At the Scarborough Police Court today, Mr J Whitfield made application on behalf of the People’s Palace and Aquarium, for the renewal of the cinematograph licence.
The magistrates on the bench were the Mayor (Mr CC Graham, in the chair), Aldermen Whittaker, Ascough, and Rowntree, Mr G Rowntree, Mr J Sinfield, Mr J Hall, and Mr EH Gawne.
In making the application Mr Whitfield stated that on March 3rd the application was granted subject to certain conditions, the effect of which he was afraid the magistrates who imposed them hardly realised. The manager of the Aquarium, Mr Kitchingham, felt unable to accept the cinematograph licence with those conditions attached. Pictures had been shown at the Aquarium for the past 16 years. Indeed he (Mr Whitfield) believed that pictures had been shown at the Aquarium perhaps longer than at any other place in the town without a single complaint. There was no reason why those conditions should be imposed, which would make it impossible for pictures to be shown.
The condition he was referring to was that the bar should be closed for the sale of drink during the time pictures were being shown. During the summer months, there was twelve hours continuous entertainment which practically meant that if these conditions were imposed, the bar would be practically closed day by day during the all important times. It would mean that a licence would not be of very much value. His client could not afford to do away with these pictures. In wet weather the Aquarium filled up very early in the morning. At about nine to ten o’clock the artistes were not there, and during rainy weather the excursionists flock into the Aquarium. Therefore it was necessary in the interests of them, and for the good of Scarborough, that something of interest should be provided. This was one of the main reasons for which pictures were essential. It was desirable in the interests of those who come on a wet day that they should be entertained, and not made miserable during their visit to Scarborough. If excursionists come into Scarborough on a wet day there were two places for them, the Aquarium and the public house.

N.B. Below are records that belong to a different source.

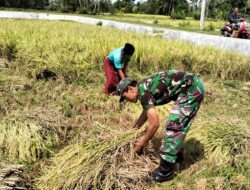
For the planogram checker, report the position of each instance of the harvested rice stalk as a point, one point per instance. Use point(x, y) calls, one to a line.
point(23, 140)
point(97, 163)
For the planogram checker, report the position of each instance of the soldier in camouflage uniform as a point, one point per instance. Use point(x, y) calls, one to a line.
point(186, 90)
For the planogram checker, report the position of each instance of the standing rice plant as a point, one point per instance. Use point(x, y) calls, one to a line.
point(84, 47)
point(24, 141)
point(103, 161)
point(224, 143)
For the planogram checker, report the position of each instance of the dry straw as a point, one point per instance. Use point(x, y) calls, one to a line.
point(24, 140)
point(103, 161)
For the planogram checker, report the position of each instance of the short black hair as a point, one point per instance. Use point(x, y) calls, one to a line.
point(128, 49)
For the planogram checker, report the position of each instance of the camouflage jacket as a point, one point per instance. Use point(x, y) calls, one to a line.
point(163, 87)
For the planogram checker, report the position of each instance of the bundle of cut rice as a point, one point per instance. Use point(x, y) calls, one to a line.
point(104, 161)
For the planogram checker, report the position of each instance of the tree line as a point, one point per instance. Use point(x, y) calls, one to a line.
point(178, 8)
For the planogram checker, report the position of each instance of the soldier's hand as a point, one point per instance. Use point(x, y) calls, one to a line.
point(139, 148)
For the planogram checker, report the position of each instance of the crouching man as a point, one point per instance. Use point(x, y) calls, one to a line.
point(187, 92)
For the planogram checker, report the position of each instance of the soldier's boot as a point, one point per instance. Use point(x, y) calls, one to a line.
point(163, 173)
point(179, 159)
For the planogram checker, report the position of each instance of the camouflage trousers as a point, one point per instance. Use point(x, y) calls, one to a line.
point(180, 119)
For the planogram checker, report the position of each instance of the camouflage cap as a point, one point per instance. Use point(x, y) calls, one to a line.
point(122, 87)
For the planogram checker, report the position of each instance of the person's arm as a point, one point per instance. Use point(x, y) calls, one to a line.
point(141, 120)
point(154, 124)
point(120, 73)
point(125, 66)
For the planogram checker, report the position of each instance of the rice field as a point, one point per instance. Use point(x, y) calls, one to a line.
point(69, 135)
point(188, 24)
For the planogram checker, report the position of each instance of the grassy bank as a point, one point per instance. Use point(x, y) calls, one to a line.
point(70, 119)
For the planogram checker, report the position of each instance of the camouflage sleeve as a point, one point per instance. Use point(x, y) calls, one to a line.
point(148, 101)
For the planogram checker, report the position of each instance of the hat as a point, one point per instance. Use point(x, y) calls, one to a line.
point(128, 49)
point(122, 87)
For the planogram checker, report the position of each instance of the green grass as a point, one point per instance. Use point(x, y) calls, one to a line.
point(189, 24)
point(74, 112)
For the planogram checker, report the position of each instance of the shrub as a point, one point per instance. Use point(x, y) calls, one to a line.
point(82, 10)
point(65, 10)
point(184, 24)
point(99, 23)
point(196, 15)
point(211, 27)
point(177, 15)
point(156, 21)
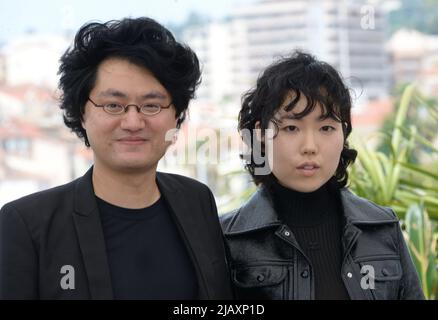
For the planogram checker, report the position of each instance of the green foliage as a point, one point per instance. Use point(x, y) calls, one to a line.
point(393, 179)
point(409, 187)
point(422, 243)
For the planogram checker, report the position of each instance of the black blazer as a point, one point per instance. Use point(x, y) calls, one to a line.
point(42, 232)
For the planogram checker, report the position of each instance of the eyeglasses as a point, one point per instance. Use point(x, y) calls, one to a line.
point(148, 109)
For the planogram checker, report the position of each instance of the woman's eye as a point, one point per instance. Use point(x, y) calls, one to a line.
point(327, 128)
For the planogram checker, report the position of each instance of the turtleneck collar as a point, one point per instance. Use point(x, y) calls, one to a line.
point(305, 209)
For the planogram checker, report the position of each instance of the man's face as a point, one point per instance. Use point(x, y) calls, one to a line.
point(130, 141)
point(306, 151)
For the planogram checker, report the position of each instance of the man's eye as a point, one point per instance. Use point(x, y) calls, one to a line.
point(290, 128)
point(114, 106)
point(151, 106)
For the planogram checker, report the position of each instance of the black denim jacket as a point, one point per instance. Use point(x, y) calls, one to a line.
point(266, 261)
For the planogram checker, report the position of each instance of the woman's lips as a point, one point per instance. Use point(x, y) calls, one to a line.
point(308, 171)
point(132, 141)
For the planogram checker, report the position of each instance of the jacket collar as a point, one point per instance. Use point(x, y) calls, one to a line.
point(258, 212)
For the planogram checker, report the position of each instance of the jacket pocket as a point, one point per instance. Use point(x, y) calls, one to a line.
point(260, 282)
point(384, 275)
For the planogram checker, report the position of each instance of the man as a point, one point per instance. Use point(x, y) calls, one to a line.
point(123, 230)
point(303, 235)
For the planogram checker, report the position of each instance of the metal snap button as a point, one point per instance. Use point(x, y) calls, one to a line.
point(305, 274)
point(260, 278)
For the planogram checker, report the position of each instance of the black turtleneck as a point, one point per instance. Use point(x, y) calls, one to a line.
point(316, 221)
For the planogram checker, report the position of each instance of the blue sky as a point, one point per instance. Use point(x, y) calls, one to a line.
point(19, 16)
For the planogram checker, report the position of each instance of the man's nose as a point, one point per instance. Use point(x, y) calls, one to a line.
point(132, 119)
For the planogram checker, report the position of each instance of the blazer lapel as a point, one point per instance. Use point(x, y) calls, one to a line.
point(91, 239)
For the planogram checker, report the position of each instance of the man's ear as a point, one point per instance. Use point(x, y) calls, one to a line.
point(258, 131)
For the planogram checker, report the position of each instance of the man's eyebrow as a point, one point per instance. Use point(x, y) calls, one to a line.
point(120, 94)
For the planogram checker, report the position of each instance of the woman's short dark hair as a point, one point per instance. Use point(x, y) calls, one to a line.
point(302, 75)
point(141, 41)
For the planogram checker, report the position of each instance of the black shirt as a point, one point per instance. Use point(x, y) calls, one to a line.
point(316, 220)
point(146, 254)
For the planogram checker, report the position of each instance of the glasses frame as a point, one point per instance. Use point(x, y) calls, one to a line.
point(126, 108)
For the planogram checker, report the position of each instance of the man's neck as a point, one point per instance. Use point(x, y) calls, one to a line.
point(132, 190)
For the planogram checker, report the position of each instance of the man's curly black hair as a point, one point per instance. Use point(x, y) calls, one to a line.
point(141, 41)
point(302, 75)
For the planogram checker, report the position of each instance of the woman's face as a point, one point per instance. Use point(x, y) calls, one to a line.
point(306, 151)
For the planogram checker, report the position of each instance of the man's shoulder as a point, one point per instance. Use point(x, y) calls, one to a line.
point(35, 202)
point(181, 182)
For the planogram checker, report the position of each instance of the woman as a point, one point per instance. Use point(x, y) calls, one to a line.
point(303, 234)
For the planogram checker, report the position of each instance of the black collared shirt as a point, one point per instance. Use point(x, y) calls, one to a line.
point(146, 254)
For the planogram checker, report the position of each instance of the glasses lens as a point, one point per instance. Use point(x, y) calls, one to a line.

It was better – far better in their interests and for the Aquarium, that a rational and reasonable amusement should be provided for them. If they had to dispense with pictures it would mean three extra artistes, or sets of artistes during the summer months to fill up the time at present occupied by pictures. In winter months, it would mean two extra artistes. In the summer and winter the cost of pictures was £6 10s per week, which provided both the film and operator. The difference in this case would mean about £702 for the year.

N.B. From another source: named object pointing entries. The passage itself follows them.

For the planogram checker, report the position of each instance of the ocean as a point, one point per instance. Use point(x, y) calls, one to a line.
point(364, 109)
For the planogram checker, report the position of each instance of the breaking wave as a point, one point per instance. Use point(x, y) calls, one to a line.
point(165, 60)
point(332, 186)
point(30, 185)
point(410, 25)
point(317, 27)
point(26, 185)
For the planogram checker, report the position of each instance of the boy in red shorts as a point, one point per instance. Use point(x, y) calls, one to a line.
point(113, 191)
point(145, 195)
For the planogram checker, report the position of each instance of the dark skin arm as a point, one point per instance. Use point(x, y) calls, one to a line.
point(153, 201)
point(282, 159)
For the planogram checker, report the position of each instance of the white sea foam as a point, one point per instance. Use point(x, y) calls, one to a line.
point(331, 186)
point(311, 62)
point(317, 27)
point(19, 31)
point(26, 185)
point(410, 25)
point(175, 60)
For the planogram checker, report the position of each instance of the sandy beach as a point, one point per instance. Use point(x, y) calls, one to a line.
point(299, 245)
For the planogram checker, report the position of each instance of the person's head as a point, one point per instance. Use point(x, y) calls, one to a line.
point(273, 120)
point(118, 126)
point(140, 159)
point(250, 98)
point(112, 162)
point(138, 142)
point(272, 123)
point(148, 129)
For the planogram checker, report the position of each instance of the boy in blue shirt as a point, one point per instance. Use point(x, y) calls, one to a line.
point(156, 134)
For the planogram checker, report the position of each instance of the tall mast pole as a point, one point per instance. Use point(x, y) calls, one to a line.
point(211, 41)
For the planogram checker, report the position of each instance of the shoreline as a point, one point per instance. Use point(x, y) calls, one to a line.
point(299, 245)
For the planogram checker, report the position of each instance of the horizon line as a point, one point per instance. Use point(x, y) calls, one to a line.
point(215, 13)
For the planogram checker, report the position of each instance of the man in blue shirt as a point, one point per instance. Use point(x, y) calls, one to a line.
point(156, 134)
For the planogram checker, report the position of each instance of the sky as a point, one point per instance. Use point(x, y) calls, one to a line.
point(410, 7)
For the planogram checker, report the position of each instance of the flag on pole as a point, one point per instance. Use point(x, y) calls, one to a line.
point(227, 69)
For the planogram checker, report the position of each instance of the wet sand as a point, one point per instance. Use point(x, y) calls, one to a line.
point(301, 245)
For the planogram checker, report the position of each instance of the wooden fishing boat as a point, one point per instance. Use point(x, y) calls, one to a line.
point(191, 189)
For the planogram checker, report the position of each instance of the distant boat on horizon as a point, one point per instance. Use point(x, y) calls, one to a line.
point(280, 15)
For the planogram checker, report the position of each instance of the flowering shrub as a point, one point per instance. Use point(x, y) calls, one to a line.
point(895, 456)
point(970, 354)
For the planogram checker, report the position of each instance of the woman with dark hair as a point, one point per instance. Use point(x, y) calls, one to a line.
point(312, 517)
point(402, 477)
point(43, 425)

The bar and a billiard room with two tables and both of these were kept busy. There was a reading-room, at which daily papers and others were taken. There was a large quantity of meals supplied at the Aquarium bar. Certain choir parties, and other parties got one or more meals at the Aquarium bar. There was a good quantity of provisions sold. He mentioned in this order to show the difference between the Aquarium bar and the public house.
One place of amusement had also a similar licence. He was referring to the Spa. There was, perhaps, no reason why the licence should be refused for the Spa. The bar at the Aquarium was a considerably greater distance from the theatre than public houses are to certain other picture houses in Scarborough. In the case of Londesborough the bar is quite adjacent to the auditorium. From the farthest point in the Aquarium gallery there was a distance of over a hundred yards to the bar.

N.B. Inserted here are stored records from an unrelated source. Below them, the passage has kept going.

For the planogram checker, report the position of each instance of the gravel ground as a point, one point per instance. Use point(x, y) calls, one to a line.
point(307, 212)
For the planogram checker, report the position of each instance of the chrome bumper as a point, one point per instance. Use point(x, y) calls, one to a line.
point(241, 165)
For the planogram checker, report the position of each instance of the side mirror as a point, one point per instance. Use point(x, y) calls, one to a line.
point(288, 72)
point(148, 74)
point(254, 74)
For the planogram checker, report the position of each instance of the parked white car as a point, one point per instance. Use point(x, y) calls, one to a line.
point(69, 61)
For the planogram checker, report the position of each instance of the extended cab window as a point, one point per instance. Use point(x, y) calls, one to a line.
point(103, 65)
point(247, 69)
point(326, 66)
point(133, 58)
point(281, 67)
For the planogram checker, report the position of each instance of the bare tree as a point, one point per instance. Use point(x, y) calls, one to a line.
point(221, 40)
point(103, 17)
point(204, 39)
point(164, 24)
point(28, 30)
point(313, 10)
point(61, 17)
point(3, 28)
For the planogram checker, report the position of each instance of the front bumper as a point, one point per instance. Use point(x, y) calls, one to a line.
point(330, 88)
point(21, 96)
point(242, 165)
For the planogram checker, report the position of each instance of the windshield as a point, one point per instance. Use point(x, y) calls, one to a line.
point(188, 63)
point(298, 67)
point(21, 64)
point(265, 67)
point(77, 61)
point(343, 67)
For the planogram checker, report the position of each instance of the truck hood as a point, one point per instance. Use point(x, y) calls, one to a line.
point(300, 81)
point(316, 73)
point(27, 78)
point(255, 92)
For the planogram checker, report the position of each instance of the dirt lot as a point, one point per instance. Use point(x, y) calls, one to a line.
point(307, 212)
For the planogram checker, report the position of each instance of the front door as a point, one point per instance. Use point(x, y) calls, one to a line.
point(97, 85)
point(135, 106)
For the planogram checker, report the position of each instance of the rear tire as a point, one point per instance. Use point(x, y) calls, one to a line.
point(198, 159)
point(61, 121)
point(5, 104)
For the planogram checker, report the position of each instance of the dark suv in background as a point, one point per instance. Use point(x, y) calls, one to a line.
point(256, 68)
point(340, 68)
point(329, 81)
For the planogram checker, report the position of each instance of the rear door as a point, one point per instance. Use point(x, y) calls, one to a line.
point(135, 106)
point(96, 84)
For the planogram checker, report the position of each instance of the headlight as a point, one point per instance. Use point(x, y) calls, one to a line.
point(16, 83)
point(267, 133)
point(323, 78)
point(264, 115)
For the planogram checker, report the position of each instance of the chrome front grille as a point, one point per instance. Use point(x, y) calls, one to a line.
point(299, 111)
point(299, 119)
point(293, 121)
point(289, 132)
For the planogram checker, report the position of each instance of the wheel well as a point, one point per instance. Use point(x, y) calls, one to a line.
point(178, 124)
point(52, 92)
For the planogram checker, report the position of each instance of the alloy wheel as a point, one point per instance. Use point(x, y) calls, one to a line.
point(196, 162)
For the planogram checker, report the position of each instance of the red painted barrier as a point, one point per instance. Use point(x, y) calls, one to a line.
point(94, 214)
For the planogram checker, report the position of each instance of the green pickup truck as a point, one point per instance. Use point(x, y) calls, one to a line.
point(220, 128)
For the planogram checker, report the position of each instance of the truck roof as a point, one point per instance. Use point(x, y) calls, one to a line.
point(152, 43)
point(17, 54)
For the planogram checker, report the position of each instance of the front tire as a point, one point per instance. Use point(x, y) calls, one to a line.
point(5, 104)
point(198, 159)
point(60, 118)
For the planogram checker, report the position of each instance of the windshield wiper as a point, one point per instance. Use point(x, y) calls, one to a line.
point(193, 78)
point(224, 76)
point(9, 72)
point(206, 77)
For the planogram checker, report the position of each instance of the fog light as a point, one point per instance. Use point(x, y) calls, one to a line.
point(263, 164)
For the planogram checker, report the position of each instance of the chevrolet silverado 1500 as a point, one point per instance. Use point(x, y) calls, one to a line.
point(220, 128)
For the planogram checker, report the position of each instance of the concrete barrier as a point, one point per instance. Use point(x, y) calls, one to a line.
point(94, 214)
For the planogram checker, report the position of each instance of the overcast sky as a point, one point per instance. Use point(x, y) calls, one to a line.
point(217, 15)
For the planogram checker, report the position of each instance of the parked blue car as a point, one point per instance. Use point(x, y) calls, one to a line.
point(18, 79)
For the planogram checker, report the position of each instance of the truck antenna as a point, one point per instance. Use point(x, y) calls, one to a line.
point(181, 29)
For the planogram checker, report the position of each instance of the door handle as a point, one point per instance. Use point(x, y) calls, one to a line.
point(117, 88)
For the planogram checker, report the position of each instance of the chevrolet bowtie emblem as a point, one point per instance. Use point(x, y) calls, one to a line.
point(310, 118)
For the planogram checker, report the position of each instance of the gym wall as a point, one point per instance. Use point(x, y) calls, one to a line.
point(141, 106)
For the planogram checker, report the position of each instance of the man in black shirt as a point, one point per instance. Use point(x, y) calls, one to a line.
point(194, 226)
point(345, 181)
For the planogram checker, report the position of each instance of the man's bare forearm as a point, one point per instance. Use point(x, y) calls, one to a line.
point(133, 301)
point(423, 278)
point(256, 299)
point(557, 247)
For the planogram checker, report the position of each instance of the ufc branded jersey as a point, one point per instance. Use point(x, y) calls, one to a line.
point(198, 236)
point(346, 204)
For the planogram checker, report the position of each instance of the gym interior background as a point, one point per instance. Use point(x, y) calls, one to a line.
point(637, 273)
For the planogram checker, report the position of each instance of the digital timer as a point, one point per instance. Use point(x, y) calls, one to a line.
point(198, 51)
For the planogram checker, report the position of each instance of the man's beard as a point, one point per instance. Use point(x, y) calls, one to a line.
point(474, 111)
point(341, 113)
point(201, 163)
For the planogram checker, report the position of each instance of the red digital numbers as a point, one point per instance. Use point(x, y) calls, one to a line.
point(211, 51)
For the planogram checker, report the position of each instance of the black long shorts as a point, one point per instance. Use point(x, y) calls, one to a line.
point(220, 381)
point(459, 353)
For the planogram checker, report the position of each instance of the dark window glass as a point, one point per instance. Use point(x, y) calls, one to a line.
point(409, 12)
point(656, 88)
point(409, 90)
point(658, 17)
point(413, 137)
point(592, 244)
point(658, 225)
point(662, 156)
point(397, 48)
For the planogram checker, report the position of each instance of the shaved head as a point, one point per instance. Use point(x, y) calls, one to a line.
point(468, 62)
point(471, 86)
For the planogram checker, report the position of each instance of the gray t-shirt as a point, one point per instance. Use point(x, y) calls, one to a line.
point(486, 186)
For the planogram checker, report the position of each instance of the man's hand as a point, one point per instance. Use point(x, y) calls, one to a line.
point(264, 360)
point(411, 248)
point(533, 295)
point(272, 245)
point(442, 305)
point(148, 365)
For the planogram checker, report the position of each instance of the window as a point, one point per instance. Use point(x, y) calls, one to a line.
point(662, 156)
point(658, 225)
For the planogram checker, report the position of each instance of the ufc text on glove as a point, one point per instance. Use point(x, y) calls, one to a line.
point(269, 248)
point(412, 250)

Mr Kitchingham, the manager of the Aquarium, in giving evidence, estimated the difference in securing artistes in place of pictures at about £800. He had known two or three thousand in the Aquarium as early as ten o’clock in the morning.
The magistrates retired, and upon returning granted the licence the same as before up to April 5th next. The Chairman stated that the door leading from the theatre to the passage should not be used except in the case of emergency, and it should be fitted with bolts on the theatre side.